Belief that the bottom has been touched and the outlook can only improve for Canadian gas producers is showing even among professional skeptics and declared opponents of wishful thinking in petroleum engineering, geology and economics firms whose stock-in-trade is reserves evaluations.

The supply auditors — led by Sproule Associates, GLJ Petroleum Consultants and AJM Petroleum Consultants — are not yet ready to agree with a statement by Encana Corp. CEO Randy Eresman to impatient stockholders at his company’s annual meeting last week that gas prices are “unsustainably low” (see Daily GPI, April 21). No analysts suggested Eresman is making a mistake by increasing Encana’s budget for drilling into gas reserves steeped in liquid byproducts that fetch prices closer to oil.

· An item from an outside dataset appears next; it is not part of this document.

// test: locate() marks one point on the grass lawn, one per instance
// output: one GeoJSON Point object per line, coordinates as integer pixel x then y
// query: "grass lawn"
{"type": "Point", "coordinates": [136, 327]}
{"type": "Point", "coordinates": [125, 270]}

But the emerging consensus is that the gas markets are unlikely to drop any farther and early signs of recovery are on the horizon. The North American glut brought on by shale supply development is expected to be offset by rising demand from growing Alberta thermal oilsands projects, gradual substitution of gas for coal as a preferred clean fuel at power stations and a developing expansion of Canadian export marketing to Asia.

At the most conservative end of the Canadian forecast spectrum, Sproule sees prices strengthening on Alberta’s AECO trading hub modestly to annual averages of C$4.22/MMBtu in 2012 and C$4.51/MMBtu in 2013 (U.S. dollar figures are the same, with current economic consensus projecting the U.S. and Canadian exchange rate to stay at or close to par).

The wariest outlook puts the anticipated recovery three years away and expects only moderate rebounds to C$5.69/MMBtu in 2014 and C$5.97/MMBtu in 2015. Even 10 years from now, Canadian annual average prices are forecast to languish within a penny or three of C$6.00/MMBtu).

The outlook is tepid by the hot standard set at the last peak of the gas cycle in 2005, when the annual average hit C$9.20/MMBtu after hurricanes damaged Gulf of Mexico production and before shale production accelerated. But the picture is an improvement on the 2011 first quarter average of C$3.79/MMBtu and Sproule’s estimate of an average C$3.71/MMBtu for the first nine months of this year.

More optimistic, GLJ sees gas averaging C$4.01/MMBtu on Alberta’s AECO trading hub for 2011, followed by slow but steady recovery to C$4.74/MMBtu in 2012, C$5.31 in 2013, C$5.77 in 2014 and the C$8/MMBtu area 10 years from now. In GLJ’s longer-range projections, the annual average is expected to rise by an annual average 2%.

AJM likewise incorporates brightening price expectations into its audits of Canadian producer reserves. The firm sees AECO gas holding steady at an average C$4.10/MMBtu for 2011 then gaining ground at a stately pace to C$4.60/MMBtu in 2012, C$5.20/MMBtu in 2013, C$5.50/MMBtu in 2014. A decade into the future, the AJM outlook anticipates Canadian annual average gas prices will return to the C$8.00 area.

Recently Calgary-based AltaCorp. Capital Inc.’s John Mawdsley wrote, “we believe [natural gas] will become the largest source of energy on the planet” (see Daily GPI, April 8).

By far the brightest light in current outlooks is cast by the prospect of Canadian production breaking out of North America and into Asian markets as a result of liquefied natural gas (LNG) export terminal projects on the Pacific coast of northern British Columbia (BC).

The first development — Kitimat LNG by Apache Canada, EOG Resources Canada and Encana (see Daily GPI, March 21) — receives a stellar rating from an economic analysis done by AJM. Counting associated BC pipeline capacity increases, the consulting house agrees with the project sponsors that completing the planned first, 600 MMcf/d stage of Kitimat LNG will cost about C$4.9 billion.

Breakeven prices for gas from the project’s intended supply source — the Horn River shale deposit in northeastern BC — are calculated at C$3.00-6.00/MMBtu, depending on recoverable reserves achieved per well.

The entire investment — LNG terminal, plus pipelines, plus wells — is forecast to achieve an overall 10% return at prices of C$7-10.25/MMBtu, also depending on levels of success at using shale drilling methods in northern BC.

With efforts to apply the new production system in northern conditions still in trial pilot stages, the drilling technology is the biggest uncertainty in the BC LNG export plan’s economics. The AJM analysis uses a wide range of recoverable reserves estimates of 5.5 to 13.5 Bcf per well, which in turn makes overall anticipated total supply costs — counting wells, terminal and pipelines range — from C$17.2 billion to C$32.2 billion.

But even in the lowest range of reserves expected per northern BC shale gas well, the scheme still breaks even, the analysis forecasts. “With recent commodity pricing in Asia hovering in the range of C$8.00-10/MMBtu, development of natural gas export capability presents Canada with a potentially tremendous economic opportunity,” AJM says.